Jonas Scholz [00:12:40]: I think so, yes. Because the thing is we mostly I'm trying to use models that only fit on one small GPU and like 80 gigabytes of vram small GPU. And like using bigger models just isn't really an option for me because I would need like way more hardware and then the costs just explode. So I think it's cheaper. I haven't like benchmarked that. Yeah, but I think it's cheaper.
Adam Becker [00:13:03]: Ravi's adding to Samantha's intuition. He says also you end up increasing token count on each retry. Right.
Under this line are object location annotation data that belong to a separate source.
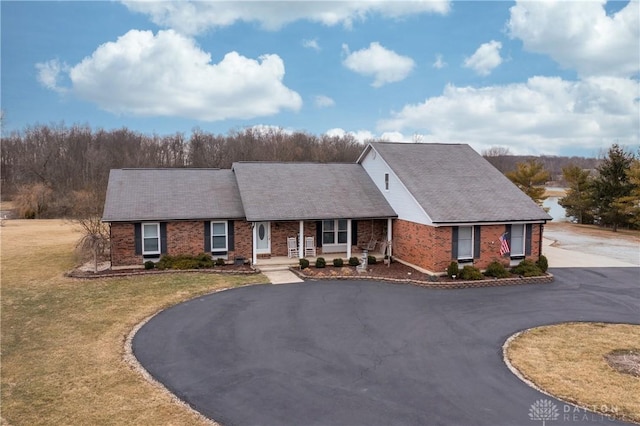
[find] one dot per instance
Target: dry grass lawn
(568, 361)
(62, 339)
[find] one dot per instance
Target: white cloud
(439, 62)
(311, 44)
(49, 74)
(193, 17)
(486, 58)
(169, 75)
(384, 65)
(580, 35)
(323, 101)
(544, 115)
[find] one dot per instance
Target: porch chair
(309, 247)
(292, 247)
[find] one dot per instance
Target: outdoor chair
(309, 247)
(292, 247)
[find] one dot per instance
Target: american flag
(504, 245)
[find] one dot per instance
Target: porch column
(348, 238)
(254, 251)
(301, 241)
(389, 234)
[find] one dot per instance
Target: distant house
(434, 203)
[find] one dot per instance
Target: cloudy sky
(540, 77)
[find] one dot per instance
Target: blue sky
(541, 77)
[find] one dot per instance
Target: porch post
(389, 234)
(301, 241)
(254, 233)
(348, 238)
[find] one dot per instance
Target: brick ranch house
(434, 202)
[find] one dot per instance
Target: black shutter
(454, 242)
(163, 237)
(207, 237)
(319, 233)
(354, 233)
(476, 242)
(527, 241)
(231, 240)
(137, 230)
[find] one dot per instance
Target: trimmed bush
(527, 268)
(471, 273)
(543, 263)
(453, 269)
(496, 270)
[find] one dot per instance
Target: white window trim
(336, 231)
(150, 252)
(466, 259)
(219, 252)
(513, 252)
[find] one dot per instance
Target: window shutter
(454, 242)
(137, 230)
(476, 242)
(207, 237)
(163, 237)
(354, 233)
(231, 236)
(527, 241)
(319, 233)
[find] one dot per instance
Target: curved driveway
(371, 353)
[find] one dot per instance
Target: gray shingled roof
(453, 183)
(308, 191)
(165, 194)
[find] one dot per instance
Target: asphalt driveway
(372, 353)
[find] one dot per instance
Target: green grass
(62, 339)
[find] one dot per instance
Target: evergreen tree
(611, 185)
(530, 177)
(578, 202)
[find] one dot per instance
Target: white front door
(263, 237)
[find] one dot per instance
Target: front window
(517, 240)
(219, 238)
(150, 238)
(334, 231)
(465, 242)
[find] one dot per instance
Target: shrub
(453, 269)
(471, 273)
(527, 268)
(543, 263)
(497, 270)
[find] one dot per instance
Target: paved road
(370, 353)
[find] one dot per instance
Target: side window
(465, 242)
(517, 240)
(150, 238)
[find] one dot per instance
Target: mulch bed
(398, 272)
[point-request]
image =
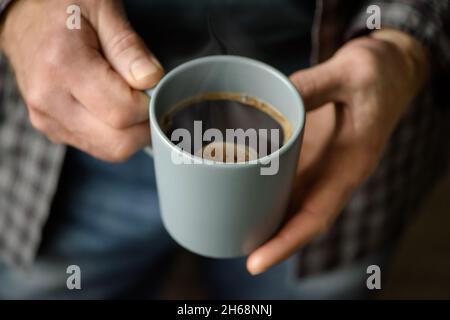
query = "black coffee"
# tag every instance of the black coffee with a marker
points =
(246, 128)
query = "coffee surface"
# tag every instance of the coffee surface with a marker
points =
(224, 111)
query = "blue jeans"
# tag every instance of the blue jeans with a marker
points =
(105, 219)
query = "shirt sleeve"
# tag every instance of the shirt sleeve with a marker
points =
(426, 20)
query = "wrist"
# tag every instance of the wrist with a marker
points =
(412, 51)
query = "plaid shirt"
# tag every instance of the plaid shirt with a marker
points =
(415, 158)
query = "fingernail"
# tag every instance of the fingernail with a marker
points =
(254, 266)
(143, 68)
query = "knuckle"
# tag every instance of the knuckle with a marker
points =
(38, 122)
(55, 55)
(118, 119)
(364, 64)
(123, 41)
(35, 99)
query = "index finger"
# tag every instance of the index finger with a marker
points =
(319, 209)
(105, 94)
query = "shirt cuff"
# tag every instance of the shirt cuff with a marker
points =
(427, 21)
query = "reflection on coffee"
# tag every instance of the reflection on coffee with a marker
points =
(235, 127)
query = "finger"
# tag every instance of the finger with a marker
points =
(91, 135)
(124, 49)
(319, 209)
(104, 92)
(318, 85)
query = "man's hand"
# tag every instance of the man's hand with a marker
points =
(82, 87)
(355, 101)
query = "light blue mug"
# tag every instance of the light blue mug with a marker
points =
(224, 210)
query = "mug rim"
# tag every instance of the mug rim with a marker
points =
(229, 58)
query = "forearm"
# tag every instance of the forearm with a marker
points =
(416, 55)
(427, 21)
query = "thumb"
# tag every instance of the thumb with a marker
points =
(124, 49)
(319, 85)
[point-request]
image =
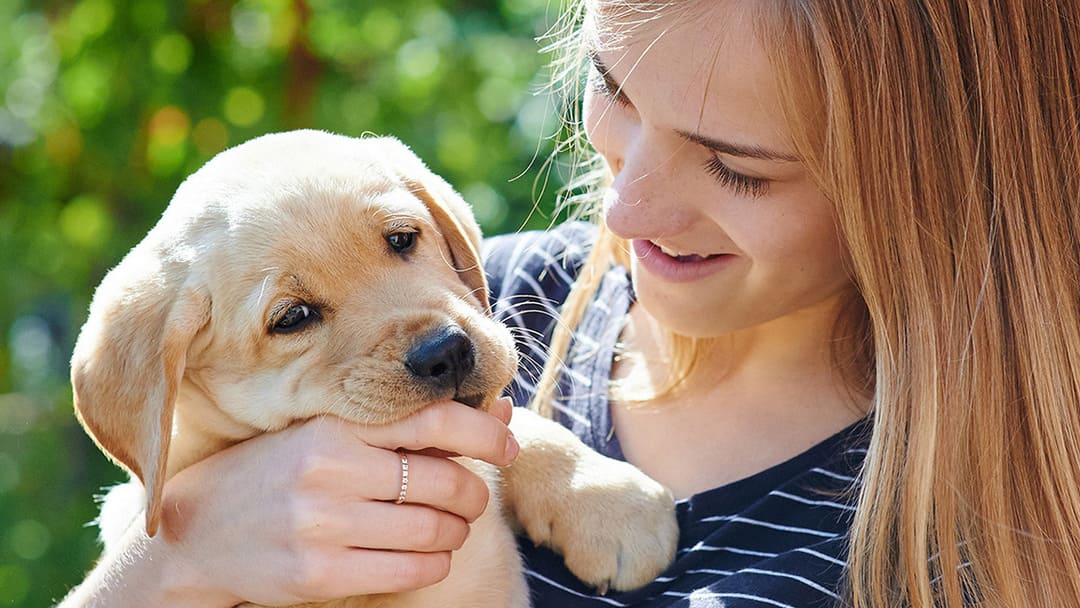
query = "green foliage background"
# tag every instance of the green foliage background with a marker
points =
(106, 105)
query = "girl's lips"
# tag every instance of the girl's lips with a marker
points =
(682, 269)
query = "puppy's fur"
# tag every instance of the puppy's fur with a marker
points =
(307, 273)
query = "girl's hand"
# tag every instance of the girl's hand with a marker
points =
(308, 514)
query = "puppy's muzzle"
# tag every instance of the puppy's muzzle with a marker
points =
(443, 360)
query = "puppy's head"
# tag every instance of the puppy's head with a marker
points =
(296, 274)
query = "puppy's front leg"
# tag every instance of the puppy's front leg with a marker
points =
(613, 525)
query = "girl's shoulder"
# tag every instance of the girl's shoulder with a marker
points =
(538, 264)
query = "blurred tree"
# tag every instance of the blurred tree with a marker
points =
(105, 106)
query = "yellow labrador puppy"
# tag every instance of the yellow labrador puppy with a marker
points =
(307, 273)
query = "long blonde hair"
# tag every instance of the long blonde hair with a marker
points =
(947, 135)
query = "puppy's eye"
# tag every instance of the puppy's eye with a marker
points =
(294, 319)
(402, 242)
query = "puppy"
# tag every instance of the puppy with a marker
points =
(306, 273)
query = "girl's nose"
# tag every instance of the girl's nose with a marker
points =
(645, 200)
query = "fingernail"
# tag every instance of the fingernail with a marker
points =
(512, 448)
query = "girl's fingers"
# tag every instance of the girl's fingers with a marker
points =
(362, 571)
(450, 427)
(400, 527)
(432, 481)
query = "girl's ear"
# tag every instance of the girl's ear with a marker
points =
(129, 362)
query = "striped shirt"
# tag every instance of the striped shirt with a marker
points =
(774, 539)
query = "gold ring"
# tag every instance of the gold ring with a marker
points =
(401, 497)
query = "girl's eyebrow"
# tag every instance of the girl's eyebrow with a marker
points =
(738, 149)
(717, 146)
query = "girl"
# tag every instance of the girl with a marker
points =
(838, 239)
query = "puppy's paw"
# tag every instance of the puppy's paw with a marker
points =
(615, 526)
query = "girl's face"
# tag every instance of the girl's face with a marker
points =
(726, 228)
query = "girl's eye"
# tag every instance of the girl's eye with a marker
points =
(402, 242)
(295, 318)
(742, 185)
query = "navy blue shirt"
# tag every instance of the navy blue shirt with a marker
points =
(773, 539)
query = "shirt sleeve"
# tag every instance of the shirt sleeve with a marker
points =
(529, 275)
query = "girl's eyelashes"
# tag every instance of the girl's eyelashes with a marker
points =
(742, 185)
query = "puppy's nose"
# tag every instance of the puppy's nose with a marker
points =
(443, 357)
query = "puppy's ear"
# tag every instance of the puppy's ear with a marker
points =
(453, 215)
(129, 362)
(463, 250)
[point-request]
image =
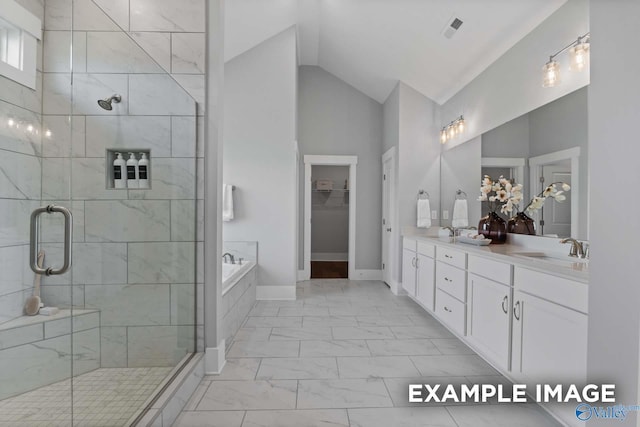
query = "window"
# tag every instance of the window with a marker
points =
(20, 31)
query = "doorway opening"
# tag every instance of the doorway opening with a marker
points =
(329, 222)
(329, 199)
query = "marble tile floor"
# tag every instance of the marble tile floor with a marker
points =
(343, 354)
(106, 397)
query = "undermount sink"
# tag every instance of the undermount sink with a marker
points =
(563, 260)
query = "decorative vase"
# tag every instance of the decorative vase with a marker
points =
(493, 227)
(521, 224)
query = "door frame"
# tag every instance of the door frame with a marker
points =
(392, 256)
(535, 170)
(318, 160)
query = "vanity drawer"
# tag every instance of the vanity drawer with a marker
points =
(450, 311)
(426, 249)
(451, 280)
(494, 270)
(451, 256)
(569, 293)
(409, 244)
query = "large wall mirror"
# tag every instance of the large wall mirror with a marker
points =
(546, 145)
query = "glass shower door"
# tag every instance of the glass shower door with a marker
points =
(36, 341)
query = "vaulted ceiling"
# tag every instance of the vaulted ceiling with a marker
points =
(373, 44)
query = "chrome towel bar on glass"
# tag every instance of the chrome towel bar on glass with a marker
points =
(35, 245)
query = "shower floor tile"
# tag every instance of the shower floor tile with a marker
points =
(105, 397)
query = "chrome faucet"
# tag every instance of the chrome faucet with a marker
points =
(577, 250)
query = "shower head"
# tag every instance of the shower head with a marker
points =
(106, 103)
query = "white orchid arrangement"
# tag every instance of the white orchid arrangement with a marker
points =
(550, 191)
(502, 193)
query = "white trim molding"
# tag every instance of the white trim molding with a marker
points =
(329, 256)
(392, 256)
(366, 275)
(214, 359)
(572, 154)
(313, 160)
(273, 293)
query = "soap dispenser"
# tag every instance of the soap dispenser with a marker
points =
(132, 171)
(118, 168)
(143, 171)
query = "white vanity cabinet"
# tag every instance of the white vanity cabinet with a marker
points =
(489, 297)
(426, 290)
(549, 328)
(418, 271)
(451, 288)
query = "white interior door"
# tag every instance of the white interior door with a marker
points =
(557, 215)
(387, 170)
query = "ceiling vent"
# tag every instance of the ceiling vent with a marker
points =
(452, 27)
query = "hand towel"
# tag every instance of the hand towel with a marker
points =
(227, 202)
(460, 217)
(424, 213)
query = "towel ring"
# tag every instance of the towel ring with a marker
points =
(422, 193)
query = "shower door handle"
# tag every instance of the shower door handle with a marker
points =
(35, 245)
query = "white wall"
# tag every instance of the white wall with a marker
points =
(614, 317)
(259, 154)
(411, 125)
(337, 119)
(512, 85)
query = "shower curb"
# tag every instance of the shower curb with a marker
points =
(174, 396)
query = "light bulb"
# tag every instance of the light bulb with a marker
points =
(443, 136)
(579, 56)
(551, 74)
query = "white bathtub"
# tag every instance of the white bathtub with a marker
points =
(231, 273)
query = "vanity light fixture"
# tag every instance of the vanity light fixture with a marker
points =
(579, 54)
(452, 130)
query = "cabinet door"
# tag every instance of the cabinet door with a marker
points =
(409, 271)
(426, 281)
(489, 314)
(549, 341)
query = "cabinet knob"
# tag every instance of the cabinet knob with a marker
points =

Jonas Scholz [00:13:12]: With that the retries are disconnected. So it's just the same. They are not like in the same context, if that makes sense. Yeah, because they sometimes really just go crazy, like they just spit out complete garbage.
Adam Becker [00:13:26]: I'm going to put your slides back up for maybe one more question from me. Unless folks are going to send them. Can you, can you go back a few slides?
Jonas Scholz [00:13:37]: Sure, yeah. This one.
Adam Becker [00:13:42]: Maybe. Yeah. Actually, by the way, this is, it's not just in Bangladesh. I've seen, I mean these, this is working very well in our own government here in the US too. So. Yeah.
Jonas Scholz [00:13:56]: And also it wasn't just Bangladesh, it was actually also Pakistan and Nepal. Pakistan that they also targeted.
Adam Becker [00:14:01]: But yeah, we got an addition from Samantha saying she meant more like regarding third party models.
Jonas Scholz [00:14:09]: So like, yeah, I'm really trying not to use third party. That is maybe not the smartest decision to be honest. I know there's some companies that do like zero data retention, but I'm really trying to do to use that for some models. And as long as this reasonable effort to do that, I will continue to do that.
Adam Becker [00:14:31]: Nice. Okay, Jonas, you have your LinkedIn. Did you post it? Yes, I'll put it in the chat as well. Drop it in our private chat and I'll put it here below for the audience as well. Thank you very much for coming. This was excellent. Best of luck. This is always going to be, I feel just like a cat and mouse game.
Jonas Scholz [00:14:54]: Yeah, it would be. Yes.
Adam Becker [00:14:58]: Awesome, Jonas, thank you very much.